Como observa Laymert Garcia dos Santos[5], o capital global privatiza as telecomunicações, coloniza a rede e faz o loteamento do campo eletromagnético, visando controlar o acesso ao chamado ciberespaço, não sob a forma da relação de compra e venda com seus clientes, e sim de fornecimento e uso. Trata-se, portanto, de um novo tipo de mercado em que o cliente, ou melhor, o usuário é transformado em mercadoria porque a estratégia de venda não consiste mais em vender um produto para o maior número de clientes, mas em vender no ciberespaço o maior número de produtos para um usuário.

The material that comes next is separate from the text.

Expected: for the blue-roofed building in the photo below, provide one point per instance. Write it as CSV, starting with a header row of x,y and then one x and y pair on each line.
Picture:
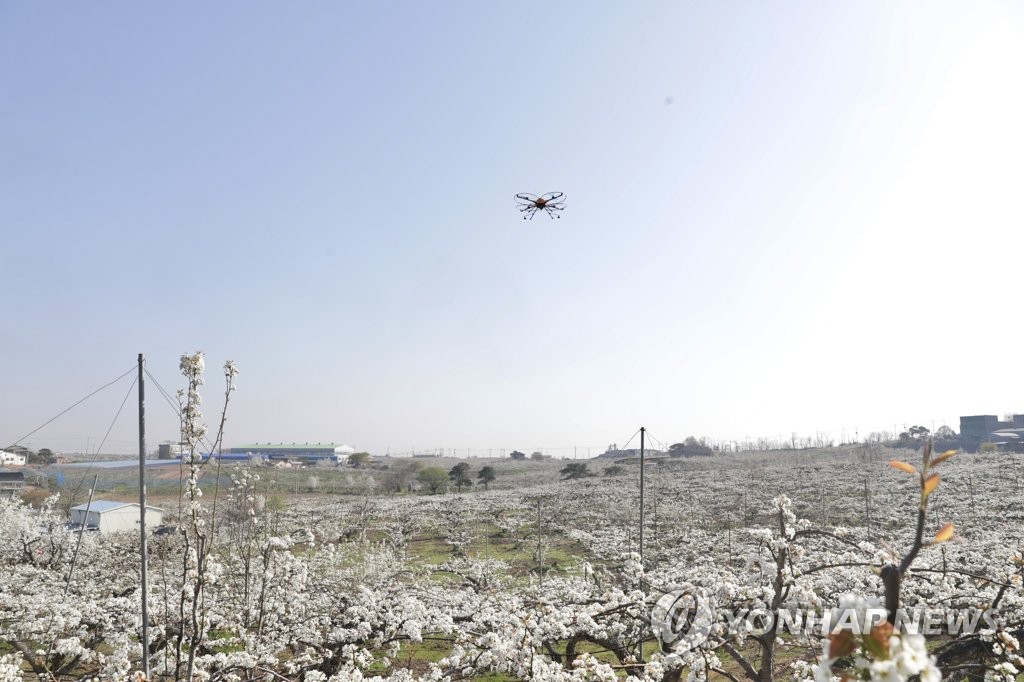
x,y
108,516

Donde a importância dada ao aumento crescente do tempo em que usuário permanece conectado a esse espaço, tempo que é capitalizado – o usuário julga estar em lazer, diversão, entretenimento, mas, na realidade, está realizando trabalho imaterial, gerando lucro ou mais valia para as empresas.  De fato, explica Garcia dos Santos, os provedores de acesso traçam o perfil do usuário em termos de preferências de acessos (escolhas e rejeições), idade, gostos de etc.; perfil que serve de base de cálculo para o valor de tempo de vida em termos de sua virtualidade de acesso e consumo. O indivíduo se reduz a um fluxo de dados que pode ser reorganizado e vendido de acordo com os interesses de potenciais anunciantes os quais, de posse dessas amostras compradas, invadirão os acessos dos indivíduos ao ciberespaço com propagandas já direcionadas para seus gostos. O controle é feito sobre senhas e acessos, organizados como amostras de bancos de dados, bases com que o mercado financeiro se articula com a especulação de possibilidades, isto é, do valor da informação, única mercadoria que conta, tornando-se a medida de todas as coisas, pois para o capital global a informação é a medida quantitativa de tudo.

Por Marilena Chauí, professora do departamento de Filosofia da USP, autora de Cultura e Democracia (Ed. Cortez) e A Nervura do Real (Companhia das Letras), entre outros.

[1]      Paul Mathias Qu’est-ce que l’Internet?, Paris, Vrin, 2009

[2]      Idem Ibidem p. 24.

[3]      Idem ibidem p. 26.

[4]      Idem ibidem p. 27.

[5]      Laymert Garcia dos Santos, Politizar as novas tecnologias: o impacto sociotécnico da informação digital e genética.